When information is passed along a cable, the transmission time can be long and often subject to errors introduced by noise. In many computer systems such as those described above, data is sent in packets and checked to ensure no packets have been dropped due to the noise of the cable. The computer at the receiving end informs the sending computer it has received completed data packets. Hence, for reliably connected systems, acknowledges need to be sent from the receiving system to the sending system and a mechanism in the sending system for handling acknowledges and resending dropped packets is required.
A common method for implementing a packet data transmission system is to have the sending side create, queue and send packets, and then wait for an acknowledge message to be returned before deleting the packets corresponding to the acknowledge message from the queue. If packets are lost due to errors, the sending side will time out, indicated by no acknowledge packet having been received in a defined period of time, and the sender will then resend the packets. Since any lost packets are still in the queue, this is a simple matter of resetting the “next packet to send” pointer back to the packet which timed out and resending the packets from that point in the queue.
In the prior art method, the sending queue needed to internally queue all the pending packets waiting for acknowledgment, including all the packets that are in flight on the transmission media. Increasing the length of the transmission media and hence the delay increases the number of data packets in flight. Also, increasing the transmission frequency increases the number of packets in flight.

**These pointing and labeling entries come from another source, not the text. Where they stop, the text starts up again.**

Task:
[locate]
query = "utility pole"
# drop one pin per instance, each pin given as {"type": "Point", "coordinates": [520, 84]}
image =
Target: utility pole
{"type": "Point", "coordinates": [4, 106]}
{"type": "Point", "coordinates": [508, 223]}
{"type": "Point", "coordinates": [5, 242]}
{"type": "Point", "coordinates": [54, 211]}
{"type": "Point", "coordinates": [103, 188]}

In addition, to reduce the amount of bandwidth used to acknowledge packets received, acknowledge messages are often coalesced. In a coalesced system, rather than specifically acknowledging each individual packet, one acknowledge message may acknowledge multiple sent packets. Coalescing increases the difficulty of determining which packet is lost as there is not a one-one correspondence with packets sent to acknowledges received, and increases the number of packets that are held in the sending queue waiting for acknowledgment.
The disadvantage of the prior art approach is that the number of packets that can be in flight is limited by the depth of the queue in the sending interface chip. For small packet sizes and short transmission times the queue size is manageable, but it can be seen that the size can grow substantially for larger packet sizes, increased transmission lengths and higher transmission speeds. Infiniband is an emerging high speed network interconnect technology. In an Infiniband system a 4 k packet is used. The prior art approach would require an increasing number of 4 k packets to achieve longer transmission lengths. For this reason, the required queue size becomes very costly. Thus traditional techniques for queuing packets are not economically feasible for high speed, long transmission line systems that need high reliability and efficient resending of dropped packets.